One final tip. My contemporary Irish literature scout—my mother—loved Orla Mackey’s debut Mouthing after I procured a copy of the UK edition for her birthday. I just confirmed this AM that the rights failed to sell in the US, which seems like an opportunity for some small press or another, with a second novel coming, also set in the gossip-ridden town of Ballyrowan. She’s represented by Nicola Barr at Rye Literary in the UK.
If you want to know more about why and how I built Small Press Insights, listen to this episode of Conjuring Code, a new podcast about non-programmers building software with the help of AI.
One of the things that is so infuriating about online discourse is that it is naively pre-Wittgensteinian. (Late Wittgenstein, for sure, but maybe even early.) Everyone is trying to nail down necessary and sufficient conditions for this or that. If you find yourself in such a discussion, you should leave—and if you see one, you should resist the urge to enter into it.

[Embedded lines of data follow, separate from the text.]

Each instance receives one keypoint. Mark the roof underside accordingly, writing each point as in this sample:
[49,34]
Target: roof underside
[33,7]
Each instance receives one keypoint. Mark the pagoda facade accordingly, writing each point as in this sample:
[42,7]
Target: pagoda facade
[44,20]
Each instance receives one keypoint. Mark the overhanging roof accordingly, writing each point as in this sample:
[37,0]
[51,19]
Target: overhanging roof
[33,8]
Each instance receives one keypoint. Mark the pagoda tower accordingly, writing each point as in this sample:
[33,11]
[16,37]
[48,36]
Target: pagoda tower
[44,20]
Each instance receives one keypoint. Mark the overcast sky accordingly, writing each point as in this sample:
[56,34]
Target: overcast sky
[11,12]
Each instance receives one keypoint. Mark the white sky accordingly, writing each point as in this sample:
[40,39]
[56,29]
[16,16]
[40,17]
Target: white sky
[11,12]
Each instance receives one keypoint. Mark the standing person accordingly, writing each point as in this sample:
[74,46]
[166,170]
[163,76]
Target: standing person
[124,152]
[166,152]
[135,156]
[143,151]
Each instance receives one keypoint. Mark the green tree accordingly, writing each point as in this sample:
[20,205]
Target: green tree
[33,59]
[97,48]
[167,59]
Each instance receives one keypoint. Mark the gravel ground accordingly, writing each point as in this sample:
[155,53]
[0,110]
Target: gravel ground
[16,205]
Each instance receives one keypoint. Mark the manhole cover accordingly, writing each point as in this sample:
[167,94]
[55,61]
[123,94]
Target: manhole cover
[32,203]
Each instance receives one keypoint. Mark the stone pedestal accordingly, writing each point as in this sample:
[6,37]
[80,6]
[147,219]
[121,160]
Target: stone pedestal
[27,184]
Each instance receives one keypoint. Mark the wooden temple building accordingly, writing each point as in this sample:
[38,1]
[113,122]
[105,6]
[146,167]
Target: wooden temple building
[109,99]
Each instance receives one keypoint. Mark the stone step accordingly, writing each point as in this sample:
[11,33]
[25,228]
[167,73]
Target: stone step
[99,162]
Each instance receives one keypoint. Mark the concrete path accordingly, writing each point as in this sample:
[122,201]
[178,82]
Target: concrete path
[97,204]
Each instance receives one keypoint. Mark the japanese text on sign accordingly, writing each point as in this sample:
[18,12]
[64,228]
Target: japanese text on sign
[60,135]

As anyone who has worked with me, talked to me for more than ten minutes, or read this far will detect, I am a philosophy grad school drop out from way back and tend to apply a philosophical lens to concrete problems because, well, I find it interesting and helpful. In looking at the literary/commercial and indie/corporate axes, note that there are organizations that defend the interests of small publishers from the vantage of both content (“literary”) and production (“independent”). I don’t think this would have surprised someone like Hegel very much, since this is how he thought historical consciousness worked through problems: by trying one lop-sided attempt at a definition, then the other. It seems pretty clear to me that when “literary” became unsustainable as an elitist class construct, “indie” became the preferred mode of artistic self-justification, though neither quite works and works of lasting sublimity are to be found in every quadrant of the matrix formed by these two axes, as has always been the case.
I understand that some presses don’t sell via Amazon at all—which makes them somewhat invisible to my current methodology—but many of these books do show up in the Amazon rankings via Ingram or resellers.